Langroid provides seamless integration with Model Context Protocol (MCP) servers via two methods, both of which involve creating Langroid ToolMessage subclasses corresponding to the MCP tools:

  1. Programmatic creation of Langroid tools using get_langroid_tool_async, get_langroid_tools_async from the tool definitions defined on an MCP server.
  2. Declarative creation of Langroid tools using the @mcp_tool decorator, which allows customizing the tool-handling behavior beyond what is provided by the MCP server.

This integration allows any LLM (that is good enough to do function-calling via prompts) to use any MCP server. See the following to understand the integration better:


1. Connecting to an MCP server via transport specification

Before creating Langroid tools, we first need to define and connect to an MCP server via a FastMCP client. There are several ways to connect to a server, depending on how it is defined. Each of these uses a different type of transport.

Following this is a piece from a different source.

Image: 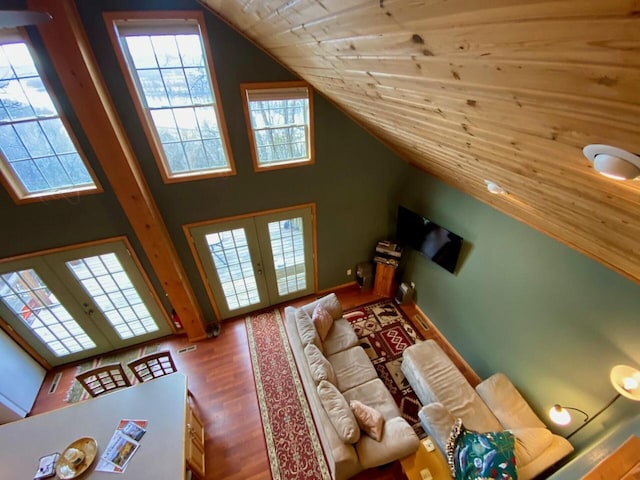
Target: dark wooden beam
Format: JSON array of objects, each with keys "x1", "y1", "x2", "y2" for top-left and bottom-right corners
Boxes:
[{"x1": 28, "y1": 0, "x2": 206, "y2": 340}]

The typical pattern to use with Langroid is as follows:

  • define an MCP server transport
  • create a ToolMessage subclass using the @mcp_tool decorator or get_langroid_tool_async() function, with the transport as the first argument

Langroid's MCP integration will work with any of transports supported by FastMCP. Below we go over some common ways to define transports and extract tools from the servers.

  1. Local Python script
  2. In-memory FastMCP server - useful for testing and for simple in-memory servers that don't need to be run as a separate process.
  3. NPX stdio transport
  4. UVX stdio transport
  5. Generic stdio transport – launch any CLI‐based MCP server via stdin/stdout
  6. Network SSE transport – connect to HTTP/S MCP servers via SSETransport

All examples below use the async helpers to create Langroid tools (ToolMessage subclasses):

from langroid.agent.tools.mcp import (
    get_tools_async,
    get_tool_async,
)

Path to a Python Script

Point at your MCP‐server entrypoint, e.g., to the weather.py script in the langroid repo (based on the Anthropic quick-start guide):

async def example_script_path() -> None:
    server = "tests/main/mcp/weather-server-python/weather.py"
    tools = await get_langroid_tools_async(server) # all tools available
    AlertTool = await get_langroid_tool_async(server, "get_alerts") # specific tool

    # instantiate the tool with a specific input
    msg = AlertTool(state="CA")

    # Call the tool via handle_async()
    alerts = await msg.handle_async()
    print(alerts)

In-Memory FastMCP Server

Define your server with FastMCP(...) and pass the instance:

from fastmcp.server import FastMCP
from pydantic import BaseModel, Field

class CounterInput(BaseModel):
    start: int = Field(...)

def make_server() -> FastMCP:
    server = FastMCP("CounterServer")

    @server.tool()
    def increment(data: CounterInput) -> int:
        """Increment start by 1."""
        return data.start + 1

    return server

async def example_in_memory() -> None:
    server = make_server()
    tools = await get_langroid_tools_async(server)
    IncTool = await get_langroid_tool_async(server, "increment")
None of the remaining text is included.